INTRODUCTION. Psychological research on Chronic Heart Failure has mainly focused on the patient's emotional status, particularly on anxiety and depression.
Aim: To describe the psychological characteristics of a sample of hospitalized CHF inpatients and to assess their illness perception and their dispositional optimism and pessimism, and the mutual relations among these variables.

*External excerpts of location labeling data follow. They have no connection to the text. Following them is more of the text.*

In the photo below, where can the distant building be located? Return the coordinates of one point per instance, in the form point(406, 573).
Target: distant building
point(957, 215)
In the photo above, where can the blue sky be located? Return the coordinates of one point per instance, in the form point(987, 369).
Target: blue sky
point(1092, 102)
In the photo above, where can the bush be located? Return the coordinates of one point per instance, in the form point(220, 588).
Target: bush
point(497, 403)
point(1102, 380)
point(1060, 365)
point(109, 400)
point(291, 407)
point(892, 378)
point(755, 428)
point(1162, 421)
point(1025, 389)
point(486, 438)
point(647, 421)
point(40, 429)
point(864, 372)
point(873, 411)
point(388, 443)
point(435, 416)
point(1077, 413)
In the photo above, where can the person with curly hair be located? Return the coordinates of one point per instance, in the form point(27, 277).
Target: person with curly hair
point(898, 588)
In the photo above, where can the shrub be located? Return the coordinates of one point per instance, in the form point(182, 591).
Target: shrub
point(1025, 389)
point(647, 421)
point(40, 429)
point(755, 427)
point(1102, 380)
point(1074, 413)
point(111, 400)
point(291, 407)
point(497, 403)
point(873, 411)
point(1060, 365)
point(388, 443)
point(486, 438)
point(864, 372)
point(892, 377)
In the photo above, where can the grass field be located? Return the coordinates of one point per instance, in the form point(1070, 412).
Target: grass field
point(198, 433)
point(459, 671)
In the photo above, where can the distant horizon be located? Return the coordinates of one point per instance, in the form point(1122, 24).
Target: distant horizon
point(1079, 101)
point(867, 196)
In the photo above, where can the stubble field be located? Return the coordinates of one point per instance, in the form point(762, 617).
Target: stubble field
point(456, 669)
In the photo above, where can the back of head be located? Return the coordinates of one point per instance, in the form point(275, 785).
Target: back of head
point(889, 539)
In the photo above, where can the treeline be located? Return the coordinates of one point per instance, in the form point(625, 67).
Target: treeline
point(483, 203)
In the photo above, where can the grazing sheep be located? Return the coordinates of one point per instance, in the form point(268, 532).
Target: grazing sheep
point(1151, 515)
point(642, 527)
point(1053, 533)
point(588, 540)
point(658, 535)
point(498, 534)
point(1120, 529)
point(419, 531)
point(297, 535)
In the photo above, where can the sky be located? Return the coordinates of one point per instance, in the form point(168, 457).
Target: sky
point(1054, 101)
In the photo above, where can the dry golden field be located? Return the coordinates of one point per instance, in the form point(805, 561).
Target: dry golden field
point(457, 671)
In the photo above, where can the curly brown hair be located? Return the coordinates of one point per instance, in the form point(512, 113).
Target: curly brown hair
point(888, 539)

Method: 77 CHF inpatients of a Department of Cardiovascular Rehabilitation (aged 57.4 +/- 10.0) were consecutively enrolled. The following psychological constructs were assessed: anxiety (HADS-A), depression (BDI-II: total score, Cognitive and Affective Factors), illness perception (Brief IPQ) and dispositional optimism and pessimism (LOT-R). Correlations between Brief IPQ and LOT-R data were calculated and subsequently ANOVAs were performed on Brief IPQ and LOT-R data divided by sex, anxiety and depression. RESULTS. As to anxiety, 57 (74.0%) patients resulted not anxious, whereas 10 (13.0%) reported light anxious symptomatology, 8 (10.4%) moderate and 2 (2.6%) severe. Thirty nine patients (50.7%) resulted not depressed, whereas 19 (24.7%) resulted severely depressed. Significant correlations emerged among dispositional pessimism (LOT-R) and the following Brief IPQ variables: Treatment Control (r = - 0.40 p < 0.0001) and Coherence (r = -0.35 p = 0.002). Anxiety and depression differentiated the sample considering illness perception but not dispositional optimism and pessimism. CONCLUSIONS. As to anxiety and depression our data enlighten the presence of emotional disorders in CHF patients. Moreover illness perception differentiates the sample when analysed considering the emotional status. Interesting are the relationships among illness representations and dispositional pessimism, which deserve further studies. In our sample pessimism seems not to be opposed, in a bipolar construct, to optimism and results not related to depression; besides pessimism might have a predictive role in patient's disease management in a not yet explored direction. Finally our data confirm what usually qualitatively observed in clinical practice during the psychological intervention in rehabilitation cardiology. They also provide scientific information on the utility of an accurate psychological screening and a consequent specific intervention aimed at both providing psychological support and cognitive restructuring.